Using the series expansion \(\log(1+x) = x - x^2/2 + x^3/3 - \dots\) to match the coefficients, we can obtain the transformation relationship between moments and cumulants (setting \(\kappa_1 = m_1 = EX\)):

\(\kappa_2 = m_2 - m_1^2 = E(X - EX)^2 =: c_2\) (i.e., Variance)
\(\kappa_3 = m_3 - 3m_1 m_2 + 2m_1^3 = E(X - EX)^3 =: c_3\)
\(\kappa_4 = m_4 - 4m_1 m_3 - 3m_2^2 + 12m_1^2 m_2 - 6m_1^4 = c_4 - 3c_2^2\)

Note: Higher-order \((j > 3)\) cumulants are different from central moments. For standardized variables \(Y_i = (X_i - \mu)/\sigma\), \(\kappa_1=0, \kappa_2=1\). \(\kappa_3\) is called Skewness, and \(\kappa_4\) is called Kurtosis.

The great advantage of expanding \(\log \phi(t)\) is that when independent variables are added, cumulants are directly linear and additive.

Edgeworth Expansion

Through cumulants, we can write the characteristic function of the standardized sum \(S_n = \frac{\overline{X}-\mu}{\sqrt{\sigma^2/n}}\) as:

\[ \phi_{S_n}(t) = \phi_Y^n\left(\frac{t}{\sqrt{n}}\right) = \exp\left\{ -\frac{t^2}{2} + \sum_{j \ge 3} \kappa_j \frac{(it)^j}{j!} n^{-\frac{j}{2}+1} \right\} \]
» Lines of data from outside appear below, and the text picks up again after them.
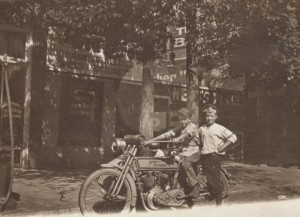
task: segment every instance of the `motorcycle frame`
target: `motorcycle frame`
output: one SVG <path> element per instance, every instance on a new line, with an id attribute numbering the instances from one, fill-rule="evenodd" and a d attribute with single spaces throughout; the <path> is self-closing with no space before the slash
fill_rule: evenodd
<path id="1" fill-rule="evenodd" d="M 147 172 L 147 171 L 175 171 L 175 182 L 173 183 L 173 187 L 178 184 L 177 177 L 179 173 L 179 163 L 174 161 L 172 158 L 156 158 L 156 157 L 137 157 L 136 156 L 137 149 L 135 146 L 128 146 L 125 150 L 125 153 L 120 155 L 119 157 L 113 159 L 112 161 L 108 162 L 107 164 L 102 164 L 102 168 L 114 168 L 121 171 L 121 175 L 119 176 L 114 189 L 112 190 L 112 196 L 116 196 L 119 193 L 120 187 L 123 185 L 124 180 L 127 179 L 130 185 L 130 190 L 132 192 L 132 200 L 131 200 L 131 207 L 136 206 L 137 202 L 137 195 L 140 193 L 142 198 L 142 204 L 146 210 L 149 210 L 147 205 L 144 201 L 144 196 L 142 194 L 142 186 L 141 180 L 139 180 L 140 172 Z M 163 160 L 163 161 L 173 161 L 174 164 L 177 164 L 177 167 L 171 168 L 149 168 L 145 167 L 142 168 L 138 165 L 139 160 Z M 230 174 L 224 169 L 221 168 L 221 172 L 225 175 L 228 182 L 230 182 Z M 150 211 L 150 210 L 149 210 Z"/>
<path id="2" fill-rule="evenodd" d="M 136 202 L 137 202 L 137 195 L 138 193 L 140 193 L 140 196 L 142 198 L 142 204 L 144 206 L 144 208 L 147 211 L 150 211 L 150 209 L 147 207 L 147 205 L 145 204 L 145 199 L 144 199 L 144 195 L 142 194 L 142 186 L 141 186 L 141 180 L 139 180 L 139 173 L 140 172 L 145 172 L 145 171 L 157 171 L 156 169 L 139 169 L 138 166 L 138 160 L 139 159 L 144 159 L 144 160 L 158 160 L 158 158 L 155 157 L 136 157 L 136 148 L 133 147 L 128 147 L 127 150 L 125 152 L 127 152 L 127 154 L 123 154 L 120 155 L 119 157 L 113 159 L 112 161 L 110 161 L 107 164 L 102 164 L 101 167 L 103 168 L 114 168 L 117 170 L 121 171 L 121 175 L 119 176 L 114 189 L 111 192 L 112 197 L 116 196 L 124 182 L 125 179 L 128 180 L 129 185 L 131 187 L 131 193 L 132 193 L 132 200 L 131 200 L 131 207 L 135 207 L 136 206 Z M 125 159 L 122 157 L 125 157 Z M 164 158 L 165 159 L 165 158 Z M 172 159 L 169 159 L 172 160 Z M 124 162 L 123 165 L 120 165 L 120 162 Z M 177 171 L 175 176 L 177 177 L 178 175 L 178 168 L 174 168 L 174 169 L 170 169 L 169 171 Z M 161 171 L 166 171 L 166 169 L 161 168 Z M 174 183 L 174 186 L 176 186 L 177 184 L 177 179 L 176 182 Z M 139 192 L 138 192 L 139 191 Z"/>

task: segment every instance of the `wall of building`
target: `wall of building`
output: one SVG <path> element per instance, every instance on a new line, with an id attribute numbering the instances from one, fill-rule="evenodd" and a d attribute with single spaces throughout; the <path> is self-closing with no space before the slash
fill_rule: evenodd
<path id="1" fill-rule="evenodd" d="M 246 150 L 249 160 L 276 165 L 299 162 L 299 105 L 284 92 L 250 94 L 247 102 Z M 298 99 L 299 100 L 299 99 Z"/>

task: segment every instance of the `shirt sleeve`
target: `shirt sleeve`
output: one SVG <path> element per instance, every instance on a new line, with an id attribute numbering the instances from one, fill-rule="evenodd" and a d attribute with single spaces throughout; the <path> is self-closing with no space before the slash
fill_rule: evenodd
<path id="1" fill-rule="evenodd" d="M 191 137 L 198 137 L 198 129 L 197 126 L 195 124 L 190 124 L 187 129 L 186 132 L 191 136 Z"/>
<path id="2" fill-rule="evenodd" d="M 176 135 L 175 129 L 172 129 L 172 130 L 164 133 L 164 136 L 166 139 L 171 139 L 175 135 Z"/>
<path id="3" fill-rule="evenodd" d="M 222 136 L 226 141 L 230 141 L 232 143 L 235 143 L 237 141 L 236 135 L 226 128 L 223 129 Z"/>

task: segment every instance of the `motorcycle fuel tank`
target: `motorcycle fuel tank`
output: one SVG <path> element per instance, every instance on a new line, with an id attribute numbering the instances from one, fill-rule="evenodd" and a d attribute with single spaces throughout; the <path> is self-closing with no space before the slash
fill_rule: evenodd
<path id="1" fill-rule="evenodd" d="M 166 171 L 178 170 L 179 165 L 171 158 L 137 157 L 136 166 L 138 170 Z"/>

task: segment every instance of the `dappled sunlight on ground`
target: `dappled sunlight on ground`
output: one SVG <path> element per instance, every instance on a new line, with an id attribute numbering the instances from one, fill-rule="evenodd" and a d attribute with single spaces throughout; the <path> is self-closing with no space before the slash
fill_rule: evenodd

Expanding the exponent terms in powers of \(n^{-1/2}\):

\[ = e^{-t^2/2} \left\{ 1 + \sum_{j \ge 1} n^{-\frac{j}{2}} r_j(it) \right\} \]

Where \(r_j(\cdot)\) is a polynomial with real coefficients, with a maximum degree of \(3j\) (for example, \(r_1(u) = \frac{1}{6}\kappa_3 u^3\)).

Higher-Order Asymptotic Approximation: Edgeworth Expansion

Using the idea of Fourier inversion, since the characteristic function can be written as the product of the aforementioned polynomial and the normal characteristic function, then the Cumulative Distribution Function \(P(S_n \le x)\) must also be written as a modified form of the standard normal CDF \(\Phi(x)\):

\[ P(S_n \le x) = \Phi(x) + n^{-\frac{1}{2}} R_1(x) + n^{-1} R_2(x) + \dots \]

This is called the Edgeworth Expansion. It provides a more precise convergence rate and finite-sample correction than the simple CLT.

Calculation of the Correction Term \(R_j(x)\) and Hermite Polynomials (Click to expand)

To solve for \(R_j(x)\), we need to find a function such that its Fourier-Stieltjes transform is exactly equal to \(e^{-t^2/2} r_j(it)\):

\[ e^{-t^2/2} r_j(it) = \int e^{itx} dR_j(x) \]

We use the properties of the standard normal distribution and repeated integration by parts:

\[ e^{-t^2/2} = (-it)^{-j} \int e^{itx} d\Phi^{(j)}(x) \]

By treating \(r_j(it)\) as a differential operator \(r_j(-D)\) acting on \(\Phi(x)\) where \(D = d/dx\):

\[ \int e^{itx} d\{r_j(-D)\Phi(x)\} = r_j(it) e^{-t^2/2} \]

This implies:

\[ R_j(x) = r_j(-D)\Phi(x) \]

The derivatives of the normal distribution are exactly generated by the famous Hermite Polynomials \(He_{j}(x)\):

\[ (-D)^j \Phi(x) = -He_{j-1}(x) e^{-t^2/2} \cdot \frac{1}{\sqrt{2\pi}} \]

Thus, \(R_j(x)\) can be expressed precisely by the standard normal density function and its Hermite polynomials. This is an extremely fundamental tool in high-order asymptotic theory (such as Bootstrap theory).